第32話・お兄さまが出来ました


 それからすったもんだがあって、オウロはわたしがご厄介になっているアンバー邸で三ヶ月お世話になることが決まった。


「さあ、マーリー。これから王都に出かけるんだ。一緒にどうだ?」

「ご免なさい。お兄さま。今日はマリアンヌ先生が来る日なんです」

「マリアンヌ先生ってマナーの先生か?」

「ええ。もし、宜しかったら一緒に如何ですか?」

「遠慮しておく」


 誘いに来たオウロが「じゃあ、夕食でな」と、手を振って離れていった。オウロはわたしに「お兄さま」と呼ぶことを強要した。オウロには同母の二人の弟達がいるらしいが、彼にとっては冷めた態度の弟達は可愛げがないらしい。

 母親によく似た容姿のわたしを初めて会った気がしないと初回から好感を抱いていたらしく、毎日お誘いに来るがいつも勉強の時間に被っていた。

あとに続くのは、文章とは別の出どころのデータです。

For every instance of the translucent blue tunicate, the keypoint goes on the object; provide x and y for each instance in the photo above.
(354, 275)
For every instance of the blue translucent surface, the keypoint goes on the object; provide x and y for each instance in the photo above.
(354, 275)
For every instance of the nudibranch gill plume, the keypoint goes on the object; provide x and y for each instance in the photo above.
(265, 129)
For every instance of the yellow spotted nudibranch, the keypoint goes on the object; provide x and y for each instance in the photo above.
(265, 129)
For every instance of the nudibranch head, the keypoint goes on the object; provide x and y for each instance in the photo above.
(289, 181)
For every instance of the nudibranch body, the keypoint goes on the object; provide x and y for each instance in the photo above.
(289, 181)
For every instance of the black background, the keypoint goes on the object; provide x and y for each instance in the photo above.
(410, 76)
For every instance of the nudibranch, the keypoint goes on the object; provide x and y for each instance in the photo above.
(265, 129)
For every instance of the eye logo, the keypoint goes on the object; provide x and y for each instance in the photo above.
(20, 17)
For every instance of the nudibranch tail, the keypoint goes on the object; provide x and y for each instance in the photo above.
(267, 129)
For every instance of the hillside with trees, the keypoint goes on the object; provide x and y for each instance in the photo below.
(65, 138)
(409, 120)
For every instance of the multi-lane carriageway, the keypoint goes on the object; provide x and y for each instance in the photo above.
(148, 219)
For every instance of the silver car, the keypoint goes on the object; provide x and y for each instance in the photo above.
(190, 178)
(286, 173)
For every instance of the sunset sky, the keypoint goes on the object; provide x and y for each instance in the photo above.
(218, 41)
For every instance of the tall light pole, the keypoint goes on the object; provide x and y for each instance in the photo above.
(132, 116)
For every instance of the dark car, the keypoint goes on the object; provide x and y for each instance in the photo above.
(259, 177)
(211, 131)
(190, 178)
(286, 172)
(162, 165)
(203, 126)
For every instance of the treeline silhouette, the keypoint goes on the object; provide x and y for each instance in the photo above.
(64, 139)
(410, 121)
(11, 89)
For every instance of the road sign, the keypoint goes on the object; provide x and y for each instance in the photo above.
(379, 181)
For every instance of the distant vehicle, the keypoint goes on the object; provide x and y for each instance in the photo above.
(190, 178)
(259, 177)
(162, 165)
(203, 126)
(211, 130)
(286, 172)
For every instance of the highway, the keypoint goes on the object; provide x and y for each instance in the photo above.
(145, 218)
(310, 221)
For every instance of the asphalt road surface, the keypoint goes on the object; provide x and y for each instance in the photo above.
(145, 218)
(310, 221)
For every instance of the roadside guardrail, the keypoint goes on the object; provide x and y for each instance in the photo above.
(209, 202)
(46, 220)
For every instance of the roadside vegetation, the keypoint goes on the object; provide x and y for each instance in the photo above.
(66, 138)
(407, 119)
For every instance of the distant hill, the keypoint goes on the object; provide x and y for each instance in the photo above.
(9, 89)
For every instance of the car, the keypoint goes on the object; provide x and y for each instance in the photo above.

 せっかくお誘いに来てくれているけど、毎回断る形になってしまい申し訳なくなってしまう。


「明日はどうにかお時間作れないかしらね?」

「駄目よ。マーリー。明日はサーファリアスさまとの約束の日でしょう?」

「ええ。まあ……」


 付き添っていたサンドラがわたしの呟きを拾って駄目だと言ってきた。


「分かっているけど……」

「気持ちは分かるけど、妹のデートに兄が同行するなんて聞いたことないわよ」


 サーファリアスはこの屋敷の使用人達に、オウロはわたしと生き別れになったサフィーラ帝国の貴族の子息だと説明していた。皆、パールス伯爵家でのわたしの扱いを知っていただけに(この辺りはサンドラが話していたようだ)お兄さまと無事会えて良かったですねと自分の事のように喜び、彼を大歓迎してくれていた。

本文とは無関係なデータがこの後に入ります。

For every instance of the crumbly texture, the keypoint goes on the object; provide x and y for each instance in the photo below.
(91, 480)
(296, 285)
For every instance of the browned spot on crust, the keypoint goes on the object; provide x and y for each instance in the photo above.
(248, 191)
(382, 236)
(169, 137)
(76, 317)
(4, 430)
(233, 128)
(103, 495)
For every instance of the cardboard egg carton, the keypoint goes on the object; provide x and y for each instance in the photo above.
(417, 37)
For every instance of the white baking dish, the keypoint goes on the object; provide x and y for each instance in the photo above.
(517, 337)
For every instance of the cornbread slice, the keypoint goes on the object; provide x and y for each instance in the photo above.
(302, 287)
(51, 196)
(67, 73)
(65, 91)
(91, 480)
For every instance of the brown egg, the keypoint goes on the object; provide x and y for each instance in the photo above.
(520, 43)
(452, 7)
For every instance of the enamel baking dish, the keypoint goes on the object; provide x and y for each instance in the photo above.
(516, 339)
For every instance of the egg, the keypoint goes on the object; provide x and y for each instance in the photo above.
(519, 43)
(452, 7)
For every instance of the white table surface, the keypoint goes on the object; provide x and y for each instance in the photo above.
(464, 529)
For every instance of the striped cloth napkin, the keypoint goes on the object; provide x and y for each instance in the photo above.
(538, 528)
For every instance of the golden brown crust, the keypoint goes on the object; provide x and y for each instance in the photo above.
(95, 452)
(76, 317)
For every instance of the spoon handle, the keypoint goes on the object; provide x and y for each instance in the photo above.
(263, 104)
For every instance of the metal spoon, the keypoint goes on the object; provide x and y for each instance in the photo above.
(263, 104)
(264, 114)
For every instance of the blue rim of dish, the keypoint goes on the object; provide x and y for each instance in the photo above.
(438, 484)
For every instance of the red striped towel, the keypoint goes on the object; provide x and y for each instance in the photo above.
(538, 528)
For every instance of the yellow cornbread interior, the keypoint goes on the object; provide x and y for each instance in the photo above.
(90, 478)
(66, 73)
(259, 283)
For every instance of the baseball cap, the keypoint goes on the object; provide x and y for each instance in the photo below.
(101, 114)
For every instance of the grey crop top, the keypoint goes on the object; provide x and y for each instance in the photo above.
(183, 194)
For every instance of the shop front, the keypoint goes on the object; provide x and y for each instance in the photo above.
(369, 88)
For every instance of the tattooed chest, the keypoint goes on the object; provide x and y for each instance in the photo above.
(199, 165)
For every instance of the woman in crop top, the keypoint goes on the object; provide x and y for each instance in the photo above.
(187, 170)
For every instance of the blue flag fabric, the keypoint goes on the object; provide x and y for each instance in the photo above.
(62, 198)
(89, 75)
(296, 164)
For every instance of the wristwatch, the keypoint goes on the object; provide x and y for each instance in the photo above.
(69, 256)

 オウロも「妹のマーリーがお世話になった。ありがとうな」と、涙ぐむ一面があり、皆ももらい泣きしていた。それには真相を言えないサーファリアスと思わず顔を見合わせたくらいだ。


 それなので当然サンドラもオウロをわたしの兄と認めていた。


「サンドラ、デートじゃないわよ。今度サーファリアスさまのハンカチに刺繍をして差し上げるお約束をしているから、その糸を選ぶのにお付き合いするだけよ」


 わたしの言葉にチッチッチとサンドラが人差し指を立てて違うわよと言ってくる。


「宰相さまがわざわざ糸を購入するですって? あり得ないでしょう? あの人なら使用人に命じれば良い事よ。これはあなたと一緒にいる時間を作りたいが為に、無理やり理由をこじつけてお出かけに持ち込んだに違いないわ」

「そうかしら?」

「そうよ。別に刺繍の糸なんて何色でもいいじゃない?」

「サーファリアスさまにはこだわりの色があるとか?」

「あの御方は優しいから練習台としてかもしれないし」

「違うわよ。だってあの人が興味を示したのはあなたが差した刺繍のハンカチだったから。あなたが私や他の使用人達にお礼にくれたハンカチを見て物欲しそうな顔していたもの」


 なんだかしっくりしないものを感じながらもマリアンヌ先生が待つ自室へと向かう。その時の会話をオウロが柱の陰に隠れて聞いていたとは知らなかった。